These are "overloaded" versions of arithmetic commands with the same adicity, but different types. The absolute value of all indices is limited to a pointer-sized integer (Rust primitive usize, 32 or 64 bits depending on system architecture). This doesn't matter for practical purposes since nothing exceeding that length can even exist. Just don't use arbitrarily high numbers to mean "all".

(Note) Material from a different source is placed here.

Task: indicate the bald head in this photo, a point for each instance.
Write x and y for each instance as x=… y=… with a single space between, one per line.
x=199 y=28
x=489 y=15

  • [A] [B] + -> [Z] concatenates two strings.
  • [A] 'B. - -> [Z] removes |B| characters from string A: from the back if B>0 or from the front if B<0.
  • [A] 'B. * -> [Z] repeats string A |B| times, reversing it if B<0.
  • [A] 'B. / -> [Z] truncates string A to length |B|, removing characters from the back if B>0 or from the front if B<0.
  • [A] 'B.0.. % -> [Z] isolates the Bth character of A (starting at 0).
  • [A] 'B.0.. ~ -> [Y] [Z] splits string A at the Bth character, pushing the left side Y (B characters long) and the right side Z.
  • [A] [B] ^ -> 'Z.-1.. searches A for the first occurence of B, pushing the index of the first character (-1 if not found).
    • !^ searches A for the first match of regex pattern B (syntax reference). Unlike string input, the regex engine does recognize some familiar character escapes.
    • Empty B matches anything and always returns 0.
  • [A] [B] [C] | -> [Z] searches A for occurences of B, replacing them with C.
    • !| searches for matches of regex pattern B and replaces them with string C (replacement syntax).
    • Empty B matches everywhere and results in C being inserted between all characters ([abc][][-]| -> [-a-b-c-]).
  • [A] g -> 'Z.0.. pushes the length of string A.
  • 'A " -> [Z] converts number A to its string representation as if it was printed.

Stack manipulation

These commands have the same restriction on indices as string commands.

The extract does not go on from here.